The letter, which is addressed to all countries attending the WHO’s Conference of the Parties on Tobacco (COP9) on the 8th November says that the WHO’S misguided and unscientific approach to tobacco harm-reduction is failing to prevent the 8 million deaths caused by tobacco every year.

Signed by experts from 30 countries, the letter says, “regrettably, WHO has been dismissive of the potential to transform the tobacco market from high-risk to low-risk products. WHO is rejecting a public health strategy that could avoid millions of smoking-related deaths”?

Kenya’s tobacco control policies are closely aligned to the WHO’s dated strategy, and CASA is calling on the Government to urgently heed the recommendations from the letter and to adopt tobacco harm-reduction policies that will help Kenyan smokers to quit.

Chairman of CASA, Joseph Magero said, “I started smoking when I was 16 and it was only through using nicotine pouches that I was eventually able to quit. If Kenya is going to become a leader in reducing tobacco-related harm then we need to make sure that smokers have access to the best tools.
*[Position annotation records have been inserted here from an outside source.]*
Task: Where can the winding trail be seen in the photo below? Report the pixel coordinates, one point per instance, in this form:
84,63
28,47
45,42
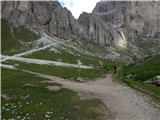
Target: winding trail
123,102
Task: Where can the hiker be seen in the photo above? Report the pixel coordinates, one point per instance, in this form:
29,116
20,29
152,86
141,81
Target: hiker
115,69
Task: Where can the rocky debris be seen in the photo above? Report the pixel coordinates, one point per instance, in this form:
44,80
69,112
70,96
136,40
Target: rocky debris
5,96
25,97
156,81
47,16
28,85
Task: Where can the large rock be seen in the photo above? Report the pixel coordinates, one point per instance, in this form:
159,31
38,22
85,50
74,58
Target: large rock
103,32
134,17
47,16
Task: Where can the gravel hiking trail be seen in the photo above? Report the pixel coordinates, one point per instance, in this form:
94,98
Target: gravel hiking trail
124,102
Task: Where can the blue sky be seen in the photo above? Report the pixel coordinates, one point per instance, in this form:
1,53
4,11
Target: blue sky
79,6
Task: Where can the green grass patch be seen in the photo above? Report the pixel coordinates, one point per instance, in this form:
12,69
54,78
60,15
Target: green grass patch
13,42
62,104
65,72
9,44
142,72
25,34
70,58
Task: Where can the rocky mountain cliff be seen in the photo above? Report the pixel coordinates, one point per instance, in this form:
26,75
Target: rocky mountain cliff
110,23
135,18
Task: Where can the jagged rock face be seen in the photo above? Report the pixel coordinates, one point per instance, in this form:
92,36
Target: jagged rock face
135,18
49,17
103,33
112,22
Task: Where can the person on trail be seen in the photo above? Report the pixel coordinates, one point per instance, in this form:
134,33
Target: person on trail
115,69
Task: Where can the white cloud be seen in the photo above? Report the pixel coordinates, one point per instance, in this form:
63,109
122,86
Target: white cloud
79,6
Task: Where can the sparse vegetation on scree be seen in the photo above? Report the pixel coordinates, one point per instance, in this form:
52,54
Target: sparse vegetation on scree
137,74
37,102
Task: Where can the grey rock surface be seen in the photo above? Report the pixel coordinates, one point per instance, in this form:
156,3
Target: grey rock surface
110,23
134,17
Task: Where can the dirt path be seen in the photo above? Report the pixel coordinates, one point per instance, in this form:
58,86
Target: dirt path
124,102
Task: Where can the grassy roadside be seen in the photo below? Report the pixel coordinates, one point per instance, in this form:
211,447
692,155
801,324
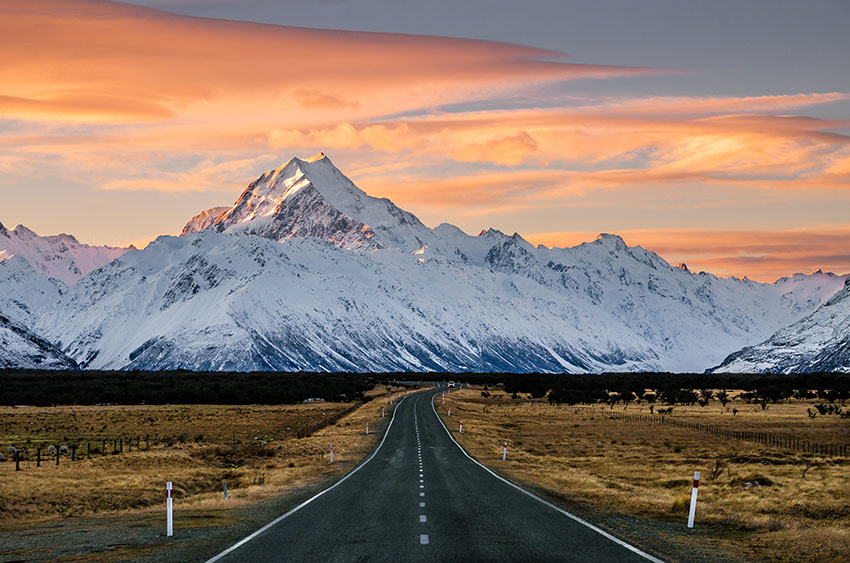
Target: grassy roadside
112,507
755,502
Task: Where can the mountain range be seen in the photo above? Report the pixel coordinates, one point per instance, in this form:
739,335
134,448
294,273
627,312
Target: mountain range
305,271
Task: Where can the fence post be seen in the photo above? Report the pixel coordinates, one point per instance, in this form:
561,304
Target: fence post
693,508
169,516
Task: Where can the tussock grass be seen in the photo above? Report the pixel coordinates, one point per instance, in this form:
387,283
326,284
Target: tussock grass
196,451
755,499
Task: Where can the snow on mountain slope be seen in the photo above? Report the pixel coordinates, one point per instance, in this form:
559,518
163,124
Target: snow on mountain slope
61,256
218,301
307,272
25,293
22,349
819,342
312,198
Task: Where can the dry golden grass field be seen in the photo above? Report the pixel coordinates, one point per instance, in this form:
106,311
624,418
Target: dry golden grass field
193,446
756,502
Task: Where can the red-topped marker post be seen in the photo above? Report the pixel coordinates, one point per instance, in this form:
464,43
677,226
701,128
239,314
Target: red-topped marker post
169,511
693,500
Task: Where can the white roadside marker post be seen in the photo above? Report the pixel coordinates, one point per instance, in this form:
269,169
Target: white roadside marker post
693,500
169,512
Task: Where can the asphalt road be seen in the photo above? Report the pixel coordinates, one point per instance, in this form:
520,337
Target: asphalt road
421,498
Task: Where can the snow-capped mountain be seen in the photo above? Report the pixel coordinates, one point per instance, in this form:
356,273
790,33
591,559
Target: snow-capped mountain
61,257
819,342
312,198
25,293
306,271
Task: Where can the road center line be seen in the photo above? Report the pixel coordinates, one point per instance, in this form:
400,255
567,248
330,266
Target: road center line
535,497
317,495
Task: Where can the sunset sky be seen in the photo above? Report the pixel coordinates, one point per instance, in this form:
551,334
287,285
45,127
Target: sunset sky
715,133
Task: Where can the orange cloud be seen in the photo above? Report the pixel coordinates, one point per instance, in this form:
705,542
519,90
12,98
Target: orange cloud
126,62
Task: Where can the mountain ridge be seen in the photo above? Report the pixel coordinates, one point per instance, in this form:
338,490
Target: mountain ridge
305,271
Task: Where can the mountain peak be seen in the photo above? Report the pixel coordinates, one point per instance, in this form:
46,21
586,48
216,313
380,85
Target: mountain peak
610,241
312,198
24,232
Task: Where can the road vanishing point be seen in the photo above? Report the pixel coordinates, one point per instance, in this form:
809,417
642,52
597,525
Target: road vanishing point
420,497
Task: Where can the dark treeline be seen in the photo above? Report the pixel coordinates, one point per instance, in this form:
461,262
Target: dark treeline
40,388
665,388
33,387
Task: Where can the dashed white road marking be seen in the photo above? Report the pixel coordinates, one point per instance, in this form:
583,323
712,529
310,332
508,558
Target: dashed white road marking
314,497
596,529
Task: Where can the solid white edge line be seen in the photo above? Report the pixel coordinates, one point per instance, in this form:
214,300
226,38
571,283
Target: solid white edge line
537,498
311,499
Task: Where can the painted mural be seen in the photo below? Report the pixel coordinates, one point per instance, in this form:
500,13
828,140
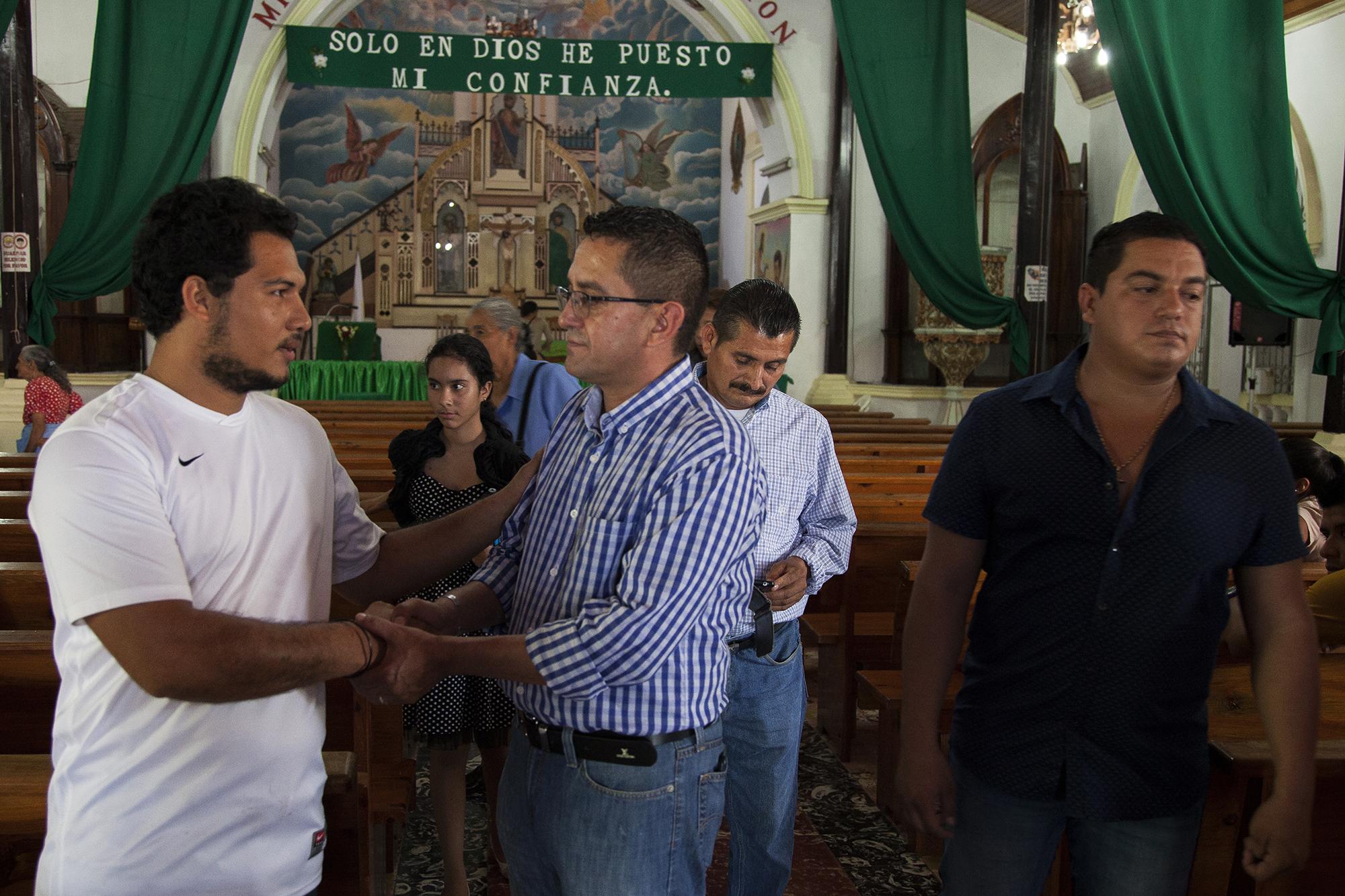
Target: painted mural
450,197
“Scientific studies like the Cochrane Review shows that smokers who use vaping or nicotine pouches to quit are far more likely to be successful than smokers who use nicotine replacement therapies or those who go it alone. For Kenyan smokers, access to these tools could be the difference between life and death.”

The letter references the comprehensive body of scientific research in favour of tobacco harm-reduction policies and the use of alternative nicotine sources in the fight against smoking.

The letter also points to the harmful unintended consequences of WHO’s opposition to safer nicotine products and the impact that prohibitionist policies have on smokers who are struggling to quit.

“In recent months, the US, France and New Zealand have all taken steps to ensure adult smokers can access alternative nicotine products. It’s time for Kenya to take the lead in Africa in reducing smoking rates by embracing harm-reduction policies.”

The letter includes six recommendations to countries attending the WHO’s Framework Convention on Tobacco Control (FCTC) ninth Conference of the Parties (COP9):

  1. Make tobacco harm reduction part of the strategy to meet Sustainable Development Goals (SDGs).
  2. 2.      Insist the WHO makes a robust assessment of reduced-risk products.
  3. Consider the unintended consequences of proposals.
  4. Properly apply Article 5.3 of the FCTC, but don’t create a counterproductive barrier to reduced-risk products.
  5. Make the FCTC negotiations more open to stakeholders.
  6. Complete an independent review of WHO and the FCTC with regards to SDGs.